Savoring Leaflessness / by Ryan Koch


I am still attending to hibernating trees these days, in what feels like the end of a winter (or the end of winter.) I am enjoying lifelessness while it lasts. On a recent day spent hiking with my family I was surprised to see so much sky. The leaves remain fallen, shades of brown. All over the trail they were busy decomposing, returning to something elemental, a conspiracy of decay. Each of my footfalls seemed to hasten their demise, or at least encourage a process already underway.

Looking up was another story. The bare branches stand ready, welcoming this warmer air. And because of their dormancy, we were able to see valleys that are usually obstructed by leaves. And because of all the recent rain, we were able to hear water chattering all around us. The streams were up. We crossed one three times, glad for such a crystalline interruption.

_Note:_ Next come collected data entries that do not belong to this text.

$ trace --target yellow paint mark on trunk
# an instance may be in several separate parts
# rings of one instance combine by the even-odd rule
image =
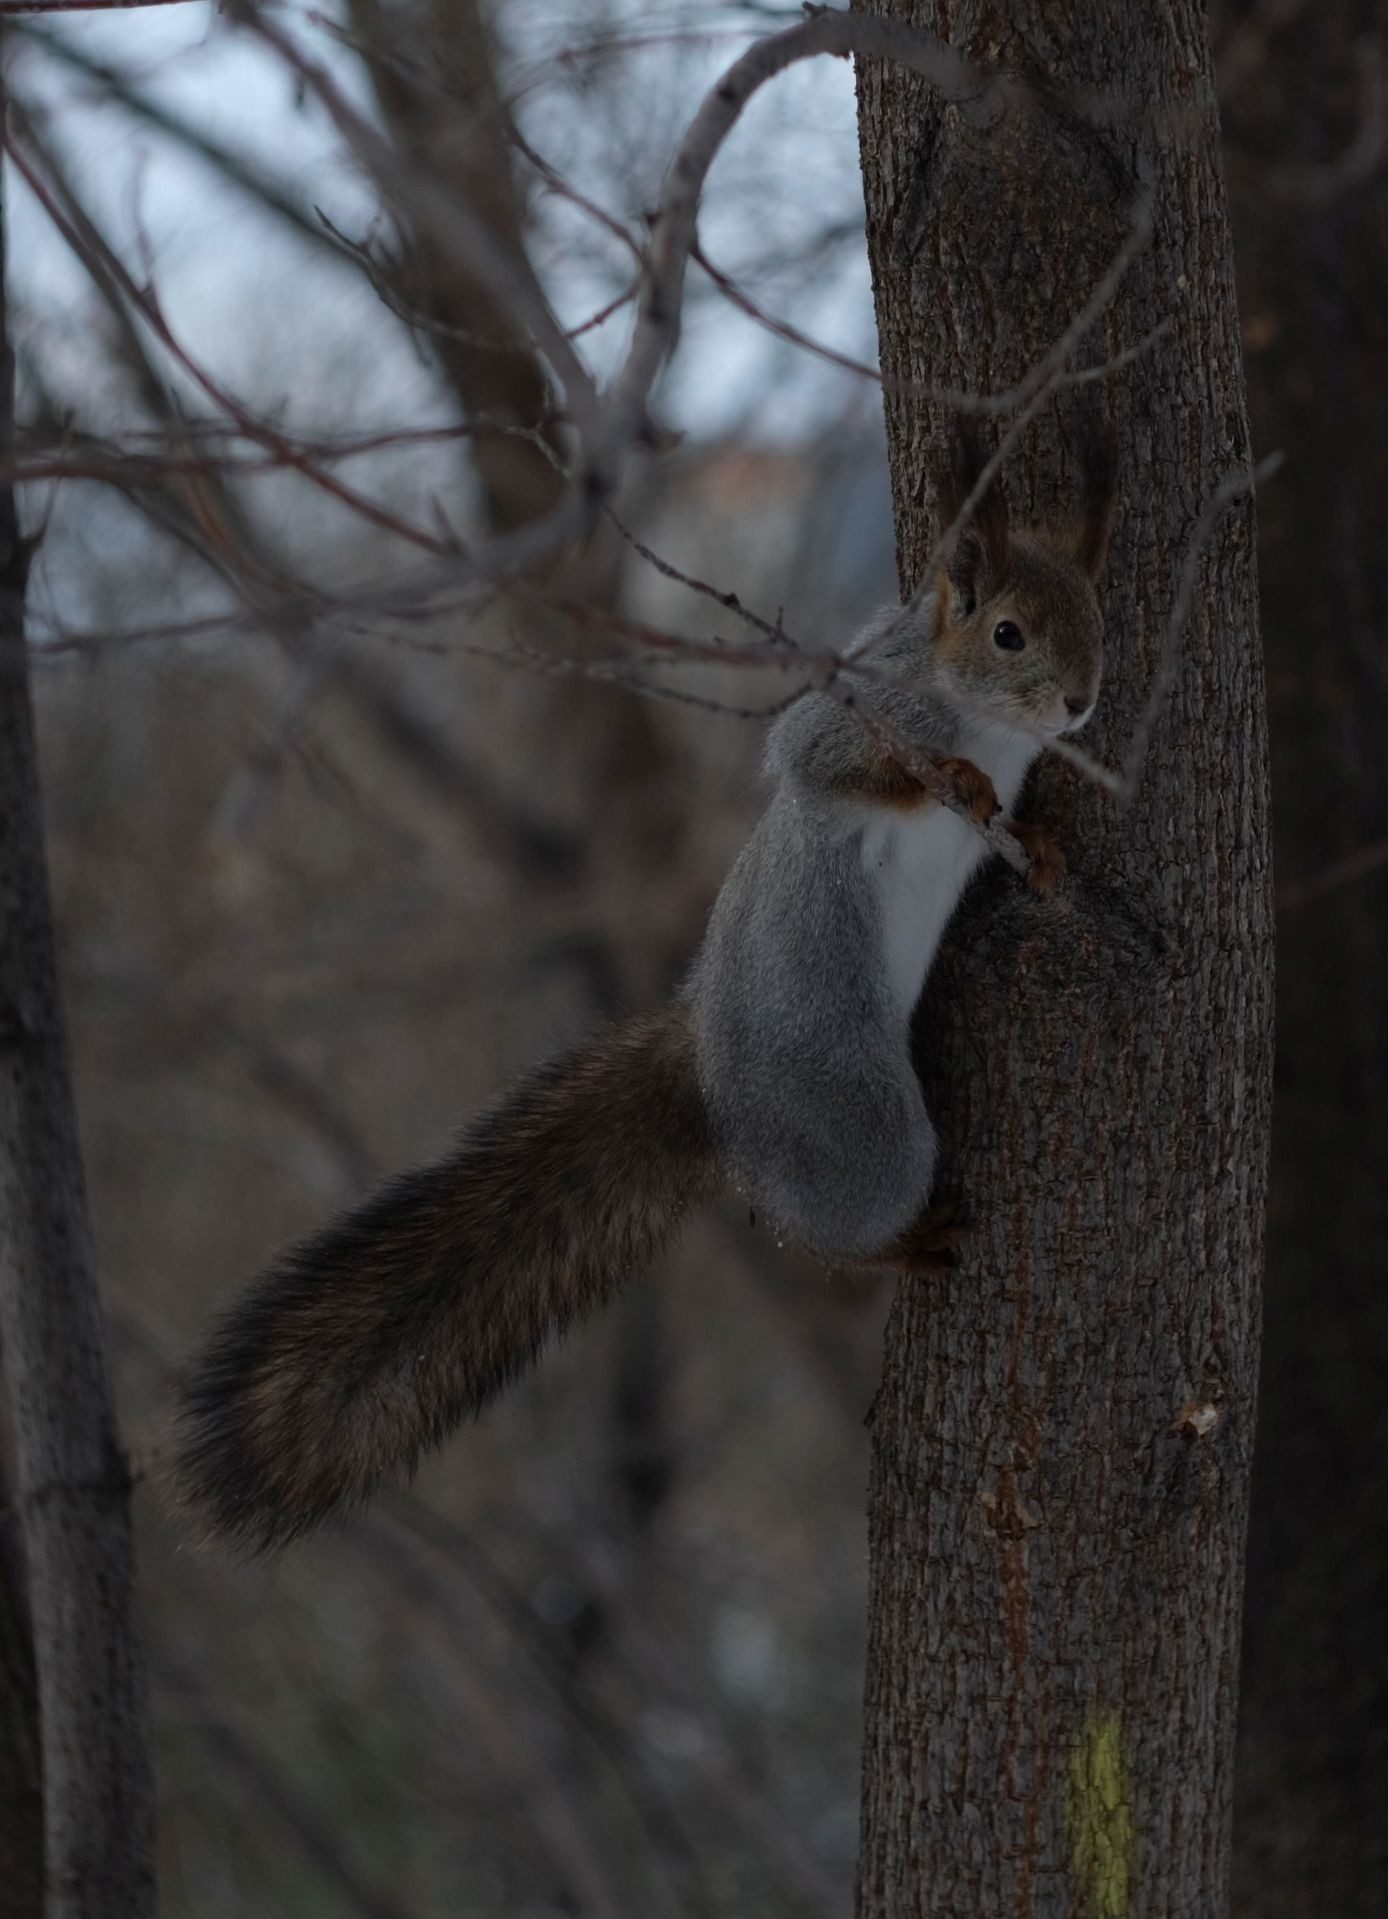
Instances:
[[[1116,1712],[1092,1713],[1070,1755],[1070,1869],[1095,1919],[1127,1919],[1134,1858],[1132,1782]]]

And can I brag on my companions? This hike got a little longer than we meant for it to, yet our whining was minimal. A large puppy pulled me most of the way, so my attention was on the trail, the leash, the next step, the pace. It was our son who said he needed to slow down and take it all in. I was glad to hear that he was overwhelmed by the fullness all around us, the wild decomposition that begins anew with every thaw, and the branches uplifted in praise. It is a lot to take in, this forest bath. Weren't we so glad to be outside?